Parser has Issues with Blanks and Quotes in Unique Attributes

mmichaelis commented 11 months ago

While possible a bad example, the following will produce corrupted data in AST:

[url=javascript:alert('XSS ME');]TEXT[/url]
[url=javascript:alert("XSS ME");]TEXT[/url]

This can already be seen in the HTML Render demo, that outputs the (processed) AST tree as:

[
  {"tag":"a","attrs":{"href":"ME');"},"content":["TEXT"]},
  "\n",
  {"tag":"a","attrs":{"href":");"},"content":["TEXT"]},"\n"
]

If debugging the parsed tree prior to processing, the first line is represented as:

[
  {
    "tag": "url",
    "attrs": {
      "javascript:alert('XSS": "javascript:alert('XSS",
      "ME');": "ME');"
    },
    "content": [
      "TEXT"
    ]
  }
]

the second one as:

[
  {
    "tag": "url",
    "attrs": {
      "javascript:alert(\"XSS ME": "javascript:alert(\"XSS ME",
      ");": ");"
    },
    "content": [
      "TEXT"
    ]
  }
]

This is possible a similar issue to: #194.

While it may be argued, if the BBCode should not have used, for example, quotes for the first example (which works as expected):

[url="javascript:alert('XSS ME');"]TEXT[/url]

The pain point is, that typically BBCode origins from manually written markup. Thus, more fault-tolerance would be highly appreciated.

Alternative Challenges

[quote=J. D.]T[/quote]
[quote=J. "The T" D.]T[/quote]

JiLiZART commented 11 months ago

Pretty expected behavior, it's hard for parser to understand where ends one attribute value and start new one. So parser assumes that all attributes delimited by space. For single attribute tags like [url=someurl] I think need to ignore any symbols except ending tag ] and this behavior I think can solve another issue with [url=https://example.org/ fakeUnique=fakeUnique]T[/url], that will be transformed to <a href="https://example.org/ fakeUnique=fakeUnique">....

mmichaelis commented 11 months ago

For single attribute tags like [url=someurl] I think need to ignore any symbols except ending tag ].

Agreed. The question is, where to provide this information.

My gut feeling: It should be made available as an additional option to "unique arguments", so that tag mappings may decide, if they want to support, for example, [url=someurl target=_blank] (an option, BBob supports, currently), or if they prefer supporting blanks within the unique attribute.

This may come in combination with a different representation for "unique attributes" (#202).
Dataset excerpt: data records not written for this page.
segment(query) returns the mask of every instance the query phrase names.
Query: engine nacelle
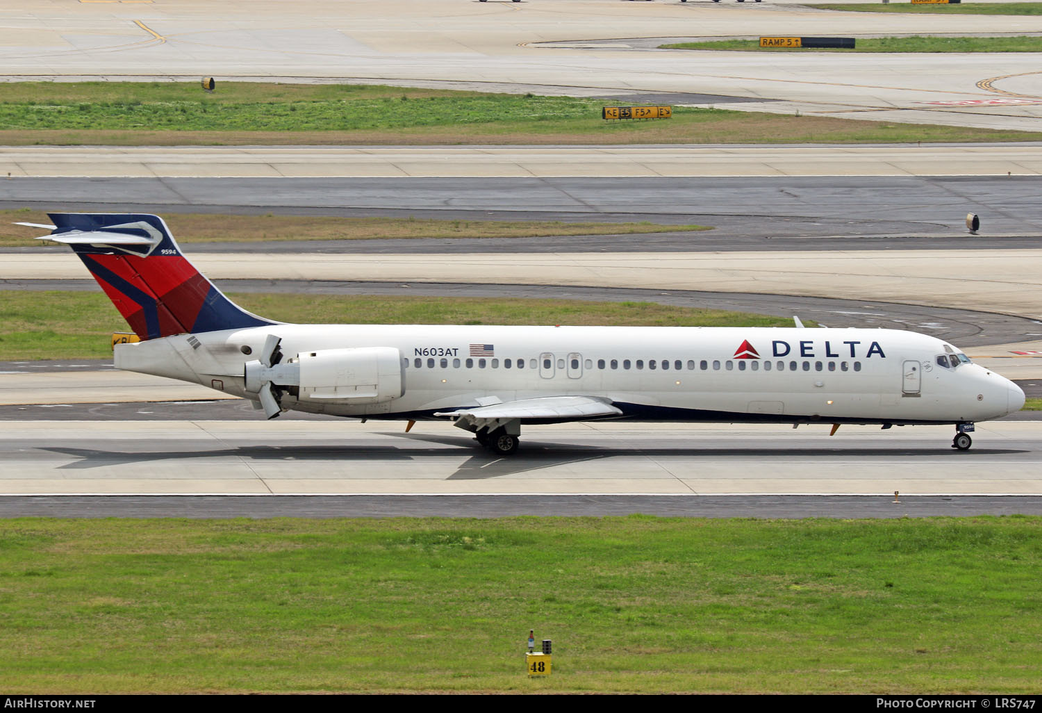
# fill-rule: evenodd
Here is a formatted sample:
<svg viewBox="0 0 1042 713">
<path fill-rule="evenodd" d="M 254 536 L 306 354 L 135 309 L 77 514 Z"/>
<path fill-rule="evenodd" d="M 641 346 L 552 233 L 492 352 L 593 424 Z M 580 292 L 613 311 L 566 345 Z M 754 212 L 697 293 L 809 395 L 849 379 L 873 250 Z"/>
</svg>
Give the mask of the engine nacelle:
<svg viewBox="0 0 1042 713">
<path fill-rule="evenodd" d="M 382 403 L 405 393 L 401 352 L 394 347 L 301 351 L 297 360 L 301 401 Z"/>
</svg>

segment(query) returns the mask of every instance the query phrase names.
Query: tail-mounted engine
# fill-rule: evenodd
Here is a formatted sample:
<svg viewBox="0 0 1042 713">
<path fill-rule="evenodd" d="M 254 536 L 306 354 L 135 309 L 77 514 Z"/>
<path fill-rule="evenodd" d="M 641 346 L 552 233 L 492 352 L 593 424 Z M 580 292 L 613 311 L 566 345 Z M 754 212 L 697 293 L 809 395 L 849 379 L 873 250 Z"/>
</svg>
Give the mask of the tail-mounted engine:
<svg viewBox="0 0 1042 713">
<path fill-rule="evenodd" d="M 246 391 L 257 394 L 265 415 L 281 412 L 282 396 L 298 401 L 364 405 L 382 403 L 405 393 L 401 352 L 394 347 L 302 351 L 282 362 L 281 339 L 271 335 L 258 360 L 246 362 Z"/>
</svg>

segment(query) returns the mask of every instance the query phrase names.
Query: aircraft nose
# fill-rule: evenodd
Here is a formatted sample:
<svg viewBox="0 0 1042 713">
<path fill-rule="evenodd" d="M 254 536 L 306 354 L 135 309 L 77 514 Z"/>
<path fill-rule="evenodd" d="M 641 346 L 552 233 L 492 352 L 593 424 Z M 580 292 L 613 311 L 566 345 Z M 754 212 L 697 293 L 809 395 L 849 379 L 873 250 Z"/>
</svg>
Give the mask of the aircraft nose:
<svg viewBox="0 0 1042 713">
<path fill-rule="evenodd" d="M 1009 413 L 1020 411 L 1024 405 L 1024 390 L 1010 382 Z"/>
</svg>

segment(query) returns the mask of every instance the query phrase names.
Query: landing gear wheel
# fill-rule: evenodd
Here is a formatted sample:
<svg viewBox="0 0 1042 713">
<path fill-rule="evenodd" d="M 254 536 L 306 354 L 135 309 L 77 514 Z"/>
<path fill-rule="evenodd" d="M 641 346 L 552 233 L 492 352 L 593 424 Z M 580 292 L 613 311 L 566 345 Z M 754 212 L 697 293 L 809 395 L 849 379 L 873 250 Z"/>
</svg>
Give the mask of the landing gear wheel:
<svg viewBox="0 0 1042 713">
<path fill-rule="evenodd" d="M 496 434 L 489 439 L 489 447 L 497 456 L 512 456 L 517 452 L 521 440 L 510 434 Z"/>
</svg>

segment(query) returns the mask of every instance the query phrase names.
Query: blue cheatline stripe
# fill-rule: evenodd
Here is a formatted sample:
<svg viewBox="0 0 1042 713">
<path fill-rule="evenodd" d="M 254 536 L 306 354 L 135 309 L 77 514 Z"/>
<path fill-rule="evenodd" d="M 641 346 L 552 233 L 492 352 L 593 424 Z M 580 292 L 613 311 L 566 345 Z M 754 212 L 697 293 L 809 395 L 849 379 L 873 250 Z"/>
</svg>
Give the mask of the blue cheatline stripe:
<svg viewBox="0 0 1042 713">
<path fill-rule="evenodd" d="M 160 337 L 159 334 L 159 310 L 158 302 L 155 298 L 146 292 L 142 292 L 135 288 L 130 282 L 126 281 L 115 272 L 111 272 L 100 265 L 90 255 L 77 252 L 79 259 L 83 261 L 83 265 L 86 269 L 91 271 L 91 274 L 95 277 L 101 277 L 110 286 L 122 292 L 124 295 L 132 299 L 138 306 L 140 306 L 145 314 L 145 327 L 148 329 L 147 339 L 156 339 Z"/>
</svg>

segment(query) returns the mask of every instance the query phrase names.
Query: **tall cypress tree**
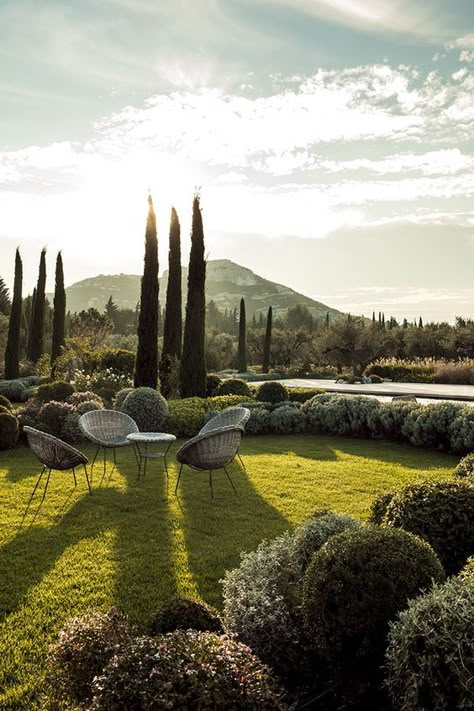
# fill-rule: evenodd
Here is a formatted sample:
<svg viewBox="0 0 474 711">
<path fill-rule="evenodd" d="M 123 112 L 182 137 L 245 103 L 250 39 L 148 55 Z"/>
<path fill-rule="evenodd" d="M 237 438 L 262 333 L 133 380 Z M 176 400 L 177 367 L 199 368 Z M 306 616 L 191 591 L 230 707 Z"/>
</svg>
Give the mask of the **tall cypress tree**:
<svg viewBox="0 0 474 711">
<path fill-rule="evenodd" d="M 20 250 L 15 254 L 15 280 L 13 301 L 8 323 L 7 346 L 5 349 L 5 378 L 18 378 L 20 374 L 20 332 L 21 332 L 21 291 L 23 286 L 23 264 Z"/>
<path fill-rule="evenodd" d="M 160 360 L 160 386 L 166 397 L 173 393 L 172 373 L 177 372 L 183 340 L 183 313 L 181 305 L 181 228 L 178 213 L 171 208 L 170 240 L 168 250 L 168 286 L 163 327 L 163 350 Z"/>
<path fill-rule="evenodd" d="M 138 348 L 134 384 L 156 389 L 158 384 L 158 238 L 153 200 L 148 196 L 145 263 L 138 316 Z"/>
<path fill-rule="evenodd" d="M 41 250 L 36 298 L 32 311 L 30 359 L 37 363 L 44 351 L 44 314 L 46 304 L 46 248 Z"/>
<path fill-rule="evenodd" d="M 66 290 L 64 289 L 63 258 L 58 252 L 56 258 L 56 275 L 54 283 L 54 313 L 53 336 L 51 342 L 51 373 L 54 375 L 54 364 L 64 345 L 65 320 L 66 320 Z"/>
<path fill-rule="evenodd" d="M 245 301 L 243 299 L 240 299 L 237 370 L 239 371 L 239 373 L 245 373 L 245 371 L 247 370 L 247 317 L 245 315 Z"/>
<path fill-rule="evenodd" d="M 263 363 L 262 363 L 262 373 L 268 373 L 270 370 L 270 353 L 272 348 L 272 318 L 273 311 L 272 307 L 268 307 L 267 313 L 267 327 L 265 329 L 265 341 L 263 342 Z"/>
<path fill-rule="evenodd" d="M 189 256 L 188 297 L 184 322 L 183 353 L 180 363 L 181 397 L 206 395 L 204 335 L 206 321 L 206 261 L 204 230 L 199 195 L 193 200 L 191 253 Z"/>
</svg>

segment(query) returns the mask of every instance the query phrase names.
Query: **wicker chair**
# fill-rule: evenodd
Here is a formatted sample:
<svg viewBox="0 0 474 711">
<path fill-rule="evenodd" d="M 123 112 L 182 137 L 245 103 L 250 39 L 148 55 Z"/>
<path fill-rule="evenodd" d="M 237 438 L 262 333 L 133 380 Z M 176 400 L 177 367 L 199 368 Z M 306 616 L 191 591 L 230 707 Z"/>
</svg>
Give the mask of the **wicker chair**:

Perhaps even "in parallel" to existing tree data/TagNode representation, so that current usages do not break.

Suggested parsed structure in tree:

[
  {
    "tag": "url",
    "attrs": {
      // unchanged to stay compatible
      "javascript:alert('XSS": "javascript:alert('XSS",
      "ME');": "ME');"
    },
    // Suggestion for this issue.
    "attrString": "javascript:alert('XSS ME');",
    // Suggestion for #202; requires a decision though, what is the
    // best value here. I would vote for enforcing "value right behind the tag's "=",
    // which, for the given example, would evaluate then to: "javascript:alert('XSS", instead.
    "uniqAttr": "ME');",
    "content": [
      "TEXT"
    ]
  }
]

Regarding the existing API, it may be nicer to put these "extra attributes" into the attrs object, but it raises the probability to be breaking towards current usages of BBob.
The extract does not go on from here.